One downside to this reconfiguration is that Meta’s Imagine AI generation functionality has been incorporated into the new Meta AI site. Previously, users were allowed to log in with their Meta account, but image generation now requires their Facebook account, allowing anonymous users to attack Meta’s servers with computationally expensive image generation requests. may be prevented. However, we learned some new tricks, such as the ability to take the images we create, iterate on them, animate them, and allow users to share them with their friends in his GIF format. That’s pretty cool.
Intel says the Arc A770 is significantly faster than the RTX 4060 on large language models.
Intel’s behind-the-scenes role in Meta’s new AI efforts isn’t entirely clear, but Intel is working hard on them nonetheless. The company announced multiple releases and articles boasting the high performance of Core Ultra and Xeon CPUs, Arc GPUs, and Gaudi accelerators running Llama 3.

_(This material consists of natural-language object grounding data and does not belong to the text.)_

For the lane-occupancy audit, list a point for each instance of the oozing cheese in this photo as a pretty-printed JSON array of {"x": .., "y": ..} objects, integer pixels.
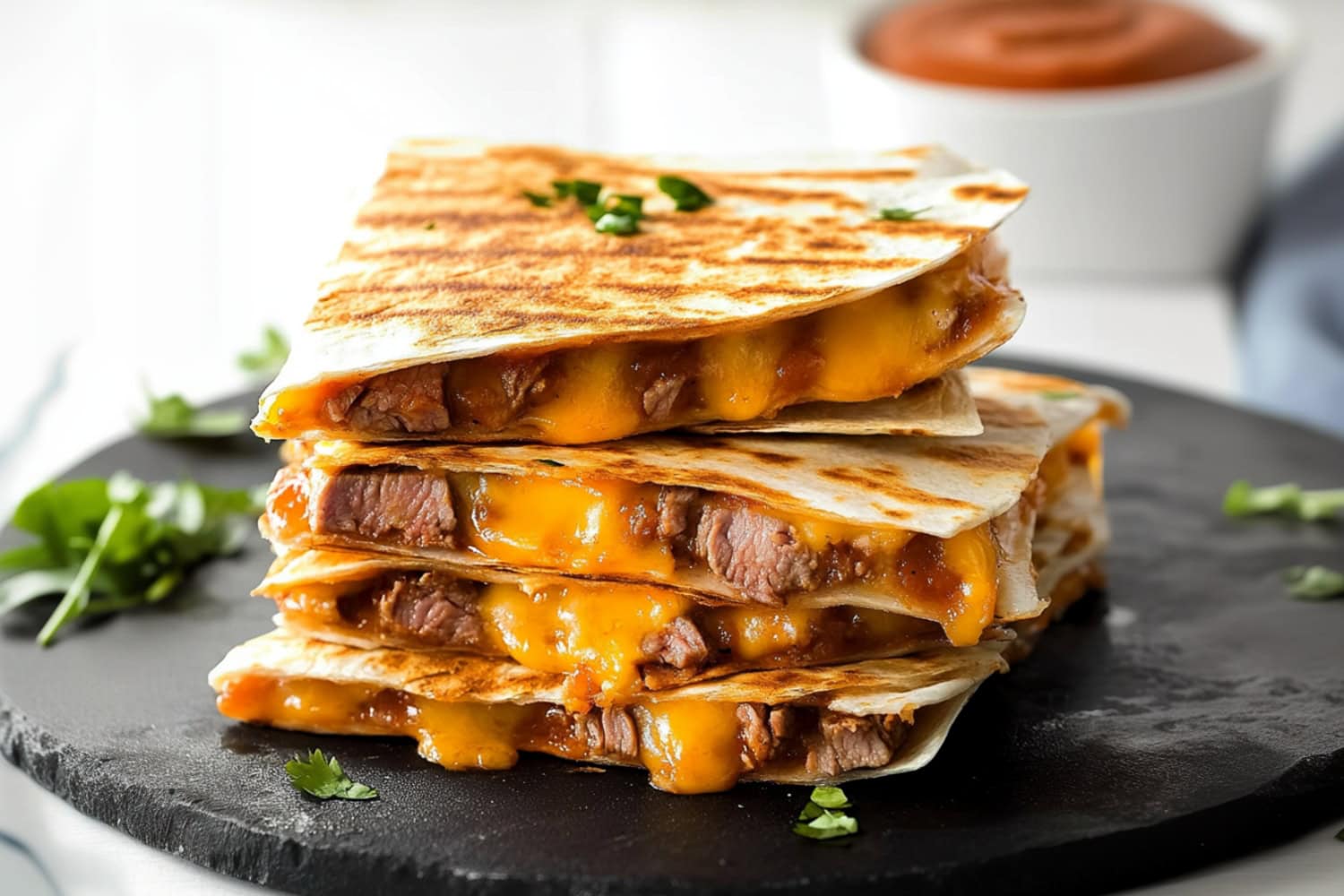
[
  {"x": 591, "y": 632},
  {"x": 687, "y": 745},
  {"x": 690, "y": 747},
  {"x": 870, "y": 349},
  {"x": 578, "y": 525}
]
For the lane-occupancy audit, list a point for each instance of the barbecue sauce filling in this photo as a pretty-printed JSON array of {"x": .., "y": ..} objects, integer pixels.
[
  {"x": 688, "y": 745},
  {"x": 612, "y": 641},
  {"x": 875, "y": 347},
  {"x": 613, "y": 528}
]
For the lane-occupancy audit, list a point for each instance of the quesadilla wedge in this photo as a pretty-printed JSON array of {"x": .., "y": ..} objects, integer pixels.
[
  {"x": 793, "y": 726},
  {"x": 937, "y": 530},
  {"x": 461, "y": 311},
  {"x": 930, "y": 528},
  {"x": 610, "y": 640}
]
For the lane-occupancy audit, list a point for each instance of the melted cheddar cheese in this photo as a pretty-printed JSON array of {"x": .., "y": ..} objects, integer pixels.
[
  {"x": 687, "y": 745},
  {"x": 578, "y": 525},
  {"x": 874, "y": 347},
  {"x": 594, "y": 633}
]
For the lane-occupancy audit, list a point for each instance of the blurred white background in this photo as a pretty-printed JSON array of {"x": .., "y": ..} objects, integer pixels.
[{"x": 172, "y": 175}]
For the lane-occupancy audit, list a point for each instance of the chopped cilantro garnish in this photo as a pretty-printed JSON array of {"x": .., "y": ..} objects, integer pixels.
[
  {"x": 823, "y": 818},
  {"x": 1289, "y": 498},
  {"x": 900, "y": 214},
  {"x": 1314, "y": 583},
  {"x": 685, "y": 194}
]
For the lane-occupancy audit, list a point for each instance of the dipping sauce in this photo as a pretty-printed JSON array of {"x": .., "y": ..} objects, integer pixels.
[{"x": 1051, "y": 45}]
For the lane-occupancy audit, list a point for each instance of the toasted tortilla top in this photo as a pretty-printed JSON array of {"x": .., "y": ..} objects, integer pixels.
[
  {"x": 862, "y": 688},
  {"x": 448, "y": 260}
]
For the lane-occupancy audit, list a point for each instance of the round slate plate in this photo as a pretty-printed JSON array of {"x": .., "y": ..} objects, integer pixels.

In particular, the company claims that Arc GPUs integrated into Core Ultra CPUs are “already [text] An 8-pack of Gaudi 2 chips, on the other hand, appears to be able to generate about 131 sentences per second while running 10 prompts at once. The upcoming Xeon 6 processor seems to be twice as fast as his Sapphire Rapids. Llama 3 too.
As far as the Arc discrete GPU is concerned, Intel actually has an extended tutorial that shows you how to set up large language models to run locally on the Arc GPU. We covered this when Intel first announced it, but the end result so far seems to be fairly user-friendly, despite the fairly complex setup process. If you have an Arc GPU and want to chat with LLM running directly on your PC, visit Intel’s walkthrough guide.